Reprised: While They’re Alive, While We’re Alive

“So, you live from day to day, and you dream about tomorrow
And the hours go by like minutes, and the shadows come to stay
So you take a little something to make them go away

And I could have done so many things, baby
If I could only stop my mind
From wonderin’ what I left behind
And from worrying ’bout this wasted time”

     –    Lyric from “Wasted Time” by Glenn Frey and Don Henley / Eagles

This reprised post from a little over a year ago is in honor of Lauren Smith, who went to be with the Lord on December 4th.  Lauren’s 10+ year fight with cancer ended today, and a hole miles wide is opened up in the world she leaves behind, even as the world she joins is made even more awesome by the angel who just joined the choir.  Lauren’s husband is a life-long friend of mine.  Whether you knew Lauren or not, you know someone who’s dealt with or is dealing with cancer’s awful curse.  The irony in the midst of the pain is that the grace and strength and wisdom and peace that Lauren, Clark and their two daughters have shown has Blessed us all.  We have a new understanding of what adversity is, and of what it is not.  And, we have a new reason to pick up the phone and tell someone we love that we do.

For Lauren Smith and her family… 

In a life compelled by music, Eagles was a band that has been a major piece of who I am, musically, philosophically and, to a certain degree, spiritually.
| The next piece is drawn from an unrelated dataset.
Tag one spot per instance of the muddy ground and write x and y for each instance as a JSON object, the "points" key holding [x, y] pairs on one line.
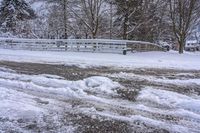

Sure, they recorded almost every song in a key I could sing in, making my days as a cover-band front man at least bearable for the audiences. But they also wrote about, sang about and delved into topics, feelings and experiences that were — are — important to me.

Thank God I saw them live, because Glenn is gone, and thus so is Eagles. (It’s not “The” Eagles — and it always drove Glenn nuts when people added the “The.”)

David Bowie is gone, too. I never saw him perform live, but his music was also a strong influencer for my generation. BB King passed recently. Thankfully I saw him a half dozen times, because “the thrill is gone.”

We never know about tomorrow. Heck, we’re not even sure about later today. So we ought not to worry about wasted time, and instead stop wasting time. See the artists that move you, while they’re alive, while we’re alive. Have coffee with the people that inspire you, while they’re alive, while we’re alive. Call someone who will have their day changed for the better because you called — while they’re alive, while we’re alive.  Call someone you love.  And tell them you love them.  Then, show them every day that it’s true.

Glenn Frey. David Bowie. BB King. Dad. Mom.  And now the wife of a dear friend. The list is long, and growing. That’s part of being 55. But wasting time worrying, missing and wondering “woulda, coulda, shoulda” doesn’t have to be. Now, I gotta go buy some Cowboy Mouth tickets, make a few phone calls and buy a round of coffee. While they’re alive. While I’m alive.

Comments

  1. Mick Kirisits says:

    Sorry for your loss Steve, sending prayers.

  2. Peggy Urtz says:

    Thanks for sharing so eloquently. I love Lauren and her family and feel her loss with you.